Daycares and athletes deal with record breaking heat
A look at how schools and coaches are keeping everyone cool during the heat wave.
Outdoor playtime was cut short today at the Primrose School in East Brainerd. Temperatures were in the 80s before noon, heading toward record-breaking lower 90s. Executive Director Julie Sexton wanted to make sure the children didn't get burned when touching the playground equipment.
"We break their outside time into smaller increments and do 10 minutes or 15 minutes as opposed to a full half hour," Sexton said.
The staff used a temperature gun and touch test to see how hot the equipment was and had plenty of water for the children to drink. The kids are also encouraged to find shade. If it's too hot outside, Sexton said there's plenty for the children to do indoors.
"We love to have dance parties, but we've set up obstacle courses. We have a parachute. We have tunnels," Sexton explained. "Different things that they can do."

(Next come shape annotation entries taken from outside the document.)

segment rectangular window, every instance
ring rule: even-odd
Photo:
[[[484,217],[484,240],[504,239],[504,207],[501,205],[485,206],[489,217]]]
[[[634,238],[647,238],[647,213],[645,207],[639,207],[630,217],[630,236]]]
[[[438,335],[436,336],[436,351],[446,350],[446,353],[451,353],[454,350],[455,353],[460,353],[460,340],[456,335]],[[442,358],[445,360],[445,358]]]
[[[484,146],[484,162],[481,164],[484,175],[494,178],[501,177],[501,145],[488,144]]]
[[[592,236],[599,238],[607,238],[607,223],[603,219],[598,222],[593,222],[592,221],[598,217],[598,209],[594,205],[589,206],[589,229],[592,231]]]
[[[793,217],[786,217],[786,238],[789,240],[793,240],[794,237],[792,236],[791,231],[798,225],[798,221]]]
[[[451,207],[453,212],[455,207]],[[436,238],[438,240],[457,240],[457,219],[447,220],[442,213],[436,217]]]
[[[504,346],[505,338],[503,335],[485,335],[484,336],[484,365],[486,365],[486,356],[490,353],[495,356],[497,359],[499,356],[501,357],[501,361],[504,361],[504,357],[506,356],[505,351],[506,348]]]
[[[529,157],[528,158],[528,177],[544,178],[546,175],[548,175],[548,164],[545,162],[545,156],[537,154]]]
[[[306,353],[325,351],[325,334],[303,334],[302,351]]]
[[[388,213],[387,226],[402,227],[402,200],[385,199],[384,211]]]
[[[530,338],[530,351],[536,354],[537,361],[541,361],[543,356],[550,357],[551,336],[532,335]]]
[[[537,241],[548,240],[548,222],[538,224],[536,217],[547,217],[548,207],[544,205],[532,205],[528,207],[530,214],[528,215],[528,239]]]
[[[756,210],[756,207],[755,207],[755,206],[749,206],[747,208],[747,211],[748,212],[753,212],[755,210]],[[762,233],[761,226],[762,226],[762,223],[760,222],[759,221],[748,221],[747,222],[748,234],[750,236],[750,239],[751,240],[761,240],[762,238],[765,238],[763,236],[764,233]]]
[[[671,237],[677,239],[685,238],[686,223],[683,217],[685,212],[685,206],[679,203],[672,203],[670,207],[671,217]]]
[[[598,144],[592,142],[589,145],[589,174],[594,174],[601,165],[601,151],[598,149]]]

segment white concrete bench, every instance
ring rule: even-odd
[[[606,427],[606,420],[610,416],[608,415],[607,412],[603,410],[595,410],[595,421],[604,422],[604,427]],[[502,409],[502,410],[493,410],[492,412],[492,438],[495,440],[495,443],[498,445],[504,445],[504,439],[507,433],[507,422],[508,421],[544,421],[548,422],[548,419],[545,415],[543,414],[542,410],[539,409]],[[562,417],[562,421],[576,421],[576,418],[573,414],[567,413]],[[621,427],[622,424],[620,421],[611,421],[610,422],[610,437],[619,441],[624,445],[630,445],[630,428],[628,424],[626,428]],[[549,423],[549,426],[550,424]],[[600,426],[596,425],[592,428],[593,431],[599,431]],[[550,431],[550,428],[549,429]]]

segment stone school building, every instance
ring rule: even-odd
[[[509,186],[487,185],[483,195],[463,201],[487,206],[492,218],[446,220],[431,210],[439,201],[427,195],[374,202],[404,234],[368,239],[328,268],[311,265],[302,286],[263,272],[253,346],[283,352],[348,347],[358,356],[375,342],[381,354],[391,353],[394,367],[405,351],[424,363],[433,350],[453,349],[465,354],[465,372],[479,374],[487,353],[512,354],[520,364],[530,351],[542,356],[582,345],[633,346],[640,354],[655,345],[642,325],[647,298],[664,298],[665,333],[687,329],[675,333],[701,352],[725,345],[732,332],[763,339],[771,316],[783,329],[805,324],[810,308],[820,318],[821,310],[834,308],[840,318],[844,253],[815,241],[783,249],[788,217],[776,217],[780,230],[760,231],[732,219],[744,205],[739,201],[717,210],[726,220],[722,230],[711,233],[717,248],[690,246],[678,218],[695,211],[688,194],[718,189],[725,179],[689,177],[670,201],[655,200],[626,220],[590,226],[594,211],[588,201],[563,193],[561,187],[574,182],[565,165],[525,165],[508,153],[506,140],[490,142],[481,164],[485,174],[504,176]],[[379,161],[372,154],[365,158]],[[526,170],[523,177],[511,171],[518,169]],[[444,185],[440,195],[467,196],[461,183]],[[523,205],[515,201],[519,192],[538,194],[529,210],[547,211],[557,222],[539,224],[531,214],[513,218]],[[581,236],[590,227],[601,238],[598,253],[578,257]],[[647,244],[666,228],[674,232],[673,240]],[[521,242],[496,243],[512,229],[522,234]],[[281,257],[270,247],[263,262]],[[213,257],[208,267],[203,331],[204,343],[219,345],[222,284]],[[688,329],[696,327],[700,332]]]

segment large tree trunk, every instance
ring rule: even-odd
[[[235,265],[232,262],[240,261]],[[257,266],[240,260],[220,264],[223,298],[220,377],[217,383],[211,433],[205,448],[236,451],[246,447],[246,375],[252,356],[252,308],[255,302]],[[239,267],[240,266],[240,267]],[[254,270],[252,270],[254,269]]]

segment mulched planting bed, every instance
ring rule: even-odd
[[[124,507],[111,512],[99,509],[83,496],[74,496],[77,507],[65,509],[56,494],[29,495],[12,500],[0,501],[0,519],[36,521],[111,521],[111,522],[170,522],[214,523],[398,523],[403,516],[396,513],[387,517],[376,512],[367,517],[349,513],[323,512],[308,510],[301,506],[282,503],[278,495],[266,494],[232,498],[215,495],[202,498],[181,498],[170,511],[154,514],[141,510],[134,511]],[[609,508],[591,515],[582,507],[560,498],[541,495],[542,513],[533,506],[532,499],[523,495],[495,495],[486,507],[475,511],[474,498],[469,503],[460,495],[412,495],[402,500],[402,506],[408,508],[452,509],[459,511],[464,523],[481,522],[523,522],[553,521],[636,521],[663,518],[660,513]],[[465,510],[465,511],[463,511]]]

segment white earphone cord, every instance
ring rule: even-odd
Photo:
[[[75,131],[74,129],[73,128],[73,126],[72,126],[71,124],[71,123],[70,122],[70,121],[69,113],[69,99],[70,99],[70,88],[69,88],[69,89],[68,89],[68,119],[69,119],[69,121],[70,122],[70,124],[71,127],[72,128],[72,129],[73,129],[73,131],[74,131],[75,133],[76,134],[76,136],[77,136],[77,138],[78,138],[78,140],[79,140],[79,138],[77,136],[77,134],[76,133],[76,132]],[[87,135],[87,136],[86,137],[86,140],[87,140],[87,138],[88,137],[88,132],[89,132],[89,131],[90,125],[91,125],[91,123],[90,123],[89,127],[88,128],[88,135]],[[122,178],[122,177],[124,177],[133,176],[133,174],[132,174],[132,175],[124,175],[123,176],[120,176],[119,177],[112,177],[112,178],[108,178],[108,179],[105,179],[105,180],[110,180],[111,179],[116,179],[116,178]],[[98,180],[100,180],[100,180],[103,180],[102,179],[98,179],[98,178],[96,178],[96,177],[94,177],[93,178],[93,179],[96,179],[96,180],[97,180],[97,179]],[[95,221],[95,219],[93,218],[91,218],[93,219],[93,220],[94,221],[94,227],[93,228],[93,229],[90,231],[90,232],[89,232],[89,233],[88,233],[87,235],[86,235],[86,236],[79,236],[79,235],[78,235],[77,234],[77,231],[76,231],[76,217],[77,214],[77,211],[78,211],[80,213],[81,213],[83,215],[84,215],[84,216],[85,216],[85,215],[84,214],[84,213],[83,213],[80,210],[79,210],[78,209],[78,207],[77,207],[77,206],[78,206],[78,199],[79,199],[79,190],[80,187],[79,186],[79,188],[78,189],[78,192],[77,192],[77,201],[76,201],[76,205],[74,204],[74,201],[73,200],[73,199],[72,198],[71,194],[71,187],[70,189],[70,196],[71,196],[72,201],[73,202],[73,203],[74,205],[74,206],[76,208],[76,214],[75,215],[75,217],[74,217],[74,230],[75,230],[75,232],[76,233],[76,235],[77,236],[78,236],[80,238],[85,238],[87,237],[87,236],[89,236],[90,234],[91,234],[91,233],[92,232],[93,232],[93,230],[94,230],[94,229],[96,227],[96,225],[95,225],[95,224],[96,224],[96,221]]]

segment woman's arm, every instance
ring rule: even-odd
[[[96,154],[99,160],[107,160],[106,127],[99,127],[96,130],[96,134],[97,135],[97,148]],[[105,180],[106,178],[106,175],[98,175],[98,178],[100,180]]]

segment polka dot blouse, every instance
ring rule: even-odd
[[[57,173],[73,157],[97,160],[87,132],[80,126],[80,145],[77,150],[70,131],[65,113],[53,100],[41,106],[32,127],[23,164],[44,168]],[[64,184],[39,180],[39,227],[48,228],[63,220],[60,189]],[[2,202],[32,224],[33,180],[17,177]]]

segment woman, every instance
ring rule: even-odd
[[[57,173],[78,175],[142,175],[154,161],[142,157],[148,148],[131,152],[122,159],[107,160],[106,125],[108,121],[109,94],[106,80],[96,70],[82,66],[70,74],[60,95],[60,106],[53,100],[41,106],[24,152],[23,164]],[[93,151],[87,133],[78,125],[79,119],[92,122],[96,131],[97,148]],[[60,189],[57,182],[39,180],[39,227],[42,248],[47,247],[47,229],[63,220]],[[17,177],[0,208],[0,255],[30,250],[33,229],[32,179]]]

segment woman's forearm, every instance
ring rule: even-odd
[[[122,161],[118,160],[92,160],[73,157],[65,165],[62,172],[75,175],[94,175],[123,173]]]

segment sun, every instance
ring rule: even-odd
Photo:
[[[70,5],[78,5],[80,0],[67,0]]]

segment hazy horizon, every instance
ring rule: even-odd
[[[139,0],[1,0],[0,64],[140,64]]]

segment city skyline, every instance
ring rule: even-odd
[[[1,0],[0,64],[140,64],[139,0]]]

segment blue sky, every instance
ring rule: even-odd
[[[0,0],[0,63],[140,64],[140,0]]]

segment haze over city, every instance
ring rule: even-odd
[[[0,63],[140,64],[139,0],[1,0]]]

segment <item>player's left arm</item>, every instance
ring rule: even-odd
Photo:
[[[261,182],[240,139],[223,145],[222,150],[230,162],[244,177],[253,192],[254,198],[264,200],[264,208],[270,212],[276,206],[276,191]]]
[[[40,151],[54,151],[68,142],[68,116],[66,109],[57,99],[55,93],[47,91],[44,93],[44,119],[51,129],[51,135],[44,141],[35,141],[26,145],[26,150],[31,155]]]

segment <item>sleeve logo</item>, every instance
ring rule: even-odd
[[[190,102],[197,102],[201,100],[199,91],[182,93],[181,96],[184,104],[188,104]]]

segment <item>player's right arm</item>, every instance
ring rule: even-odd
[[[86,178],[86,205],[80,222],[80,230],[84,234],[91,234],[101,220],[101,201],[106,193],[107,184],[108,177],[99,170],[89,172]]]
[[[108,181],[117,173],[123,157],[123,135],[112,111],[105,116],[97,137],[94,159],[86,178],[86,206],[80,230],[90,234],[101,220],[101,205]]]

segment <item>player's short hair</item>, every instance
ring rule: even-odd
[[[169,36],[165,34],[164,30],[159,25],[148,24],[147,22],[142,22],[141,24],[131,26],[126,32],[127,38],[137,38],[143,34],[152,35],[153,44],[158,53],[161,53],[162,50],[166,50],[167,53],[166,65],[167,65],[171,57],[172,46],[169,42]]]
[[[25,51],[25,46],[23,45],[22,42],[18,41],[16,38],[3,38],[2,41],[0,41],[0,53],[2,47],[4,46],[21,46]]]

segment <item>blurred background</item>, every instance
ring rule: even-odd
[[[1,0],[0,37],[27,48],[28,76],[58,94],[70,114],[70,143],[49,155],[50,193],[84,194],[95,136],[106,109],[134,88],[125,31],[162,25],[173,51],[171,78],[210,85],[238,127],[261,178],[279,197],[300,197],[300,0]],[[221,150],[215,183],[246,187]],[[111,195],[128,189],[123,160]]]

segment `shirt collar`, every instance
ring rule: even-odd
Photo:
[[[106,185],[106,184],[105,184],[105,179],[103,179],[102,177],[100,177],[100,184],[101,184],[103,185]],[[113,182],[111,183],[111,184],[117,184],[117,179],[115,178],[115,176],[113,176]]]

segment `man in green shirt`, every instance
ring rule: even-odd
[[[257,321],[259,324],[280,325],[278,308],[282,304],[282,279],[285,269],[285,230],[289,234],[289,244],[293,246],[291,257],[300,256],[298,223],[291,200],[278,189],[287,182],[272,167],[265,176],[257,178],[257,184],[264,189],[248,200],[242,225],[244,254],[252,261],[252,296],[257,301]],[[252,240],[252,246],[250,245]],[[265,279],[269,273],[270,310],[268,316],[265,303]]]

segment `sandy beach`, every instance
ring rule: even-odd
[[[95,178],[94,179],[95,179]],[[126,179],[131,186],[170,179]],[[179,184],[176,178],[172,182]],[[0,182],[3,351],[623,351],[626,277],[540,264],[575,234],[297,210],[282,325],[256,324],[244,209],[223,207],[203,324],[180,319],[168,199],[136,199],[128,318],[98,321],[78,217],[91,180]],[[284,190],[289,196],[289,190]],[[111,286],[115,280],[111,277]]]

Also, on hot days, most play time is in the relatively cooler morning hours.
Older kids, especially athletes, have to be careful too. Central High Head Football Coach Curt Jones says even though he held spring practice today, he treated it like a summer practice.
"At every drill station today, we'll have extra water bottles set aside so the kids can get water at any time that they need it. We'll have a break every 10 to 15 minutes," Jones said.
He tells the players to maintain a healthy, balanced diet and avoid sugary drinks.
"It's something that we recommend they start on two days ahead of time to make sure they're not behind in the hydration game," Jones added.
If the heat becomes too much for them to handle, Jones said he won't push the team too hard.
"If we have to cut something a little short, there's nothing wrong with that," Jones.
After school is out for the year, some practices will be held in the morning during the relatively cooler hours of the day.